FYI: Tel Aviv ranks among world's top ten beach cities (and party cities) in new National Geographic poll
And here are relevant excerpts and remarks taken from The New Yorker, July 28, 2025: "Israel’s Zones of Denial:"
When we go to the beach, you can hear the booms from Gaza. When you eat a lollipop or an ice cream, you hear things being blown up... Not only is reality horrible, you also don’t know what the real story is.
Etgar Keret, Israeli writer and Tel Aviv liberal
What we are doing in Gaza now is a war of devastation: indiscriminate, limitless, cruel and criminal killing of civilians.
-- Ehud Olmert, former Israeli Prime Minister.

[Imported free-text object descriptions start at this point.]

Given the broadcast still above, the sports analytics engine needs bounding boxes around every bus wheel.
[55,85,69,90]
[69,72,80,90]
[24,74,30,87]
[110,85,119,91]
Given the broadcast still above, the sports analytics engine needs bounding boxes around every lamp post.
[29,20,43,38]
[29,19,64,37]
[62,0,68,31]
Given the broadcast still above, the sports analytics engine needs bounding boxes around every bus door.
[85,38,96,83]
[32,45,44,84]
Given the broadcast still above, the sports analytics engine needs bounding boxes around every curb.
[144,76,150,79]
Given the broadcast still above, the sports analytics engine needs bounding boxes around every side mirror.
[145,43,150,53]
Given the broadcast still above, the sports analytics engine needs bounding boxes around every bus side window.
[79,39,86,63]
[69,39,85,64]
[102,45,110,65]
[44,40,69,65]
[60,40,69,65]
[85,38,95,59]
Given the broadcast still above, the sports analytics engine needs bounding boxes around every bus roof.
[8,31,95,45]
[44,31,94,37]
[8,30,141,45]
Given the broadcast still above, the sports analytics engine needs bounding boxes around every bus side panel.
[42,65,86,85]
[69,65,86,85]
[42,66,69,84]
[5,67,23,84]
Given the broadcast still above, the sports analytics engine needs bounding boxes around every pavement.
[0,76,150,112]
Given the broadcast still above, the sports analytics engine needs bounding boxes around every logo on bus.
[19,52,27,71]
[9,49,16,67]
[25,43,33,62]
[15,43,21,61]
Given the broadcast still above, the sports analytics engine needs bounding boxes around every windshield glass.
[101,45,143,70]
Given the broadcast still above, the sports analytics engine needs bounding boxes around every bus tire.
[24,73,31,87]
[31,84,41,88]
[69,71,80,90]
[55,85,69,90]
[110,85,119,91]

... the war in Gaza has produced a people “who have lost everything and feel only humiliation and abandonment—and despise hypocritical Western moralism. This will feed future militants, and how they behave will be shaped by old grievances and new technologies—which Israel masters today, but they could master, too.” In the familiar pattern, today’s resolution is tomorrow’s tinderbox.

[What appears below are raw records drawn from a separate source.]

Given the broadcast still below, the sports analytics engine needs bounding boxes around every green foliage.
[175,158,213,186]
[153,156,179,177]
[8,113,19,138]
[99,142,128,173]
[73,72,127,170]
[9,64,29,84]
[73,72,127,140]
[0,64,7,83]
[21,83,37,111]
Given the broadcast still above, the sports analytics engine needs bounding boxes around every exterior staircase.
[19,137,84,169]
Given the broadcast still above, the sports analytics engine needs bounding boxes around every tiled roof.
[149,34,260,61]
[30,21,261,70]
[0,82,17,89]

-- Malley Agha, who was once a peace negotiator for the Palestine Liberation Organization.
Haaretz, July 31: The Victim Identity Israel Built Over Generations Now Fuels Its Denial of Genocide in Gaza
Genocide does not require a single, explicit directive; rather, it's the result of a process in which rhetoric, policy, political discourse, collective dehumanization and repeated patterns of action converge into mass acts of destruction.
But the saddest chapter in Israel's increasing tendency to deny the genocide in Gaza is reserved for Yad Vashem, The Holocaust Martyrs' and Heroes' Remembrance Authority. The historians who work there and devote days on end to investigating the events of the Holocaust are choosing to silence their mouths and pens when it comes to the horrors of Gaza. In light of the flood of statements at the beginning of the war by Israeli politicians calling for mass killings there, a group of local scholars turned to Yad Vashem chairman Dani Dayan and requested that the institution publish a public condemnation of the declarations, specifically those calling for genocide. But in January 2024 Dayan replied to Prof. Amos Goldberg, who initiated the move: "The six million Jews who were murdered in the Shoah are entitled to an institution that deals with them and with them alone. Therefore, Yad Vashem doesn't deal with genocide as such but only with its interface with the Shoah… Our area of activity is the Shoah, and only the Shoah."

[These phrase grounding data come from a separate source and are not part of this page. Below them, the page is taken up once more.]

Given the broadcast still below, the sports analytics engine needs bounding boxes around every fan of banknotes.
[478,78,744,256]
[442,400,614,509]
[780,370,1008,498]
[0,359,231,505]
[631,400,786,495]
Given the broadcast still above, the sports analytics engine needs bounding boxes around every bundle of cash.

The comments written by the Yad Vashem chairman are unsettling not only because of his silence, but also because his words are wrapped in a cloak of ostensible institutional integrity, while turning an arrogant back to the sense of historic responsibility that is supposed to inform the memorialization of the Holocaust. "Six million Jews are entitled to an institution that deals with them alone," writes Dayan – suggesting an exclusivity of the memory of murdered Jews as an excuse for hardheartedness, for closing one's eyes and maintaining silence in the face of ongoing war crimes and tens of thousands of slaughtered and starved people. All part of the terrible crime being perpetrated by the descendants of another genocide, the Shoah, among others.
Wasn't the murder of six million Jews also enabled due to many around the world washing away responsibility? Yad Vashem's entrenchment in the claim that their expertise are limited to the Holocaust is an act of moral bankruptcy, of disavowal of responsibility based on institutional convenience and the ideological adoption of a governmental policy responsible for horrific war crimes. It is a dire betrayal of the values of liberty, justice and the sanctity of human life, which the memory of the Holocaust is supposed to teach us.
For the past three generations Israel has been constructing an identity of victimhood, ranging from acts perpetrated during the Holocaust to those of Hamas on October 7. It denies its own crimes and is therefore living in a permanently distorted reality. Any attempt to speak about Israel's crimes against the Palestinians is seen as a threat not only to the image of the nation but to its very survival. The defensive narrative has become foundational to Israel's national identity, and any criticism of this narrative is met with the kind of institutional and public violence we are witnessing today
And Haaretz, July 31: Americans Should Ask Not Only What War Has Done to Gaza, but Also What It's Done to Israel
Israeli TV debates have shown just how far the local media is willing to go to look away from Gaza. Since the war began, Israeli audiences have largely been shielded from the reality of Gaza's devastation. It's not just censorship – it's that most Israelis would rather not know.